Results and discussion

One way of enabling confirmation of small molecule detection in fingermarks using MALDI MS/MS was published by us in 2013; this confirmed the presence of the endogenous oleic acid (OA, m/z 283.26).5 Here we undertook MALDI MS/MS imaging analysis of this endogenous fatty acid by depositing a groomed latent fingermark1 onto an aluminium slide and later prepared the sample using the dry–wet method.5 The OA standard was spotted at two different concentrations next to the latent fingermark. MALDI MS/MS imaging analysis of the parent ion at m/z 283.3 was performed on the whole area, including both the mark and the standard spots. Interrogation of the imaging software during image processing revealed that the precursor ion at m/z 283.3 and its ion products (examples reported for ions at m/z 265.3, 209.2 and 171.1) lit up both in the standard spots and in the mark. Therefore, even though the presence of additional isobaric species could not be excluded, this experiment confirmed the presence of the OA target molecule (see Figure 1).

Tandem MS can also be applied at a later time in profiling mode (Figure 2).

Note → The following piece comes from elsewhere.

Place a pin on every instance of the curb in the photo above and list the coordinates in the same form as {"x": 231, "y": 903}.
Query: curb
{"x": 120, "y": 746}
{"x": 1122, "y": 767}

For example, a recent MALDI MS imaging analysis has revealed the suspected presence of cocaine in a real crime scene mark (Figure 2A) preliminarily developed by the crime scene investigators on a recovered laptop following development using aluminium powder. As the lifted mark lacked sufficient ridge detail for offender identification, it was given to the authors at SHU who applied a-CHCA (a-cyano-4-hydroxycinnamic acid) matrix as previously described.6 After MALDI MS imaging, MALDI MS/MS profiling was performed on the cocaine parent ion at m/z 304.15 and the majority of resulting product ions were assigned to the structure of cocaine ion fragments (Figure 2B) thus confirming the presence of this drug. The presence of both cocaine metabolites was also putatively detected by MALDI MSI showing similar molecular distributions as that of the parent ion. However, MALDI MS/MS analysis could not be successfully performed, therefore, there is only an indication that the offender might have consumed cocaine rather than just handling it.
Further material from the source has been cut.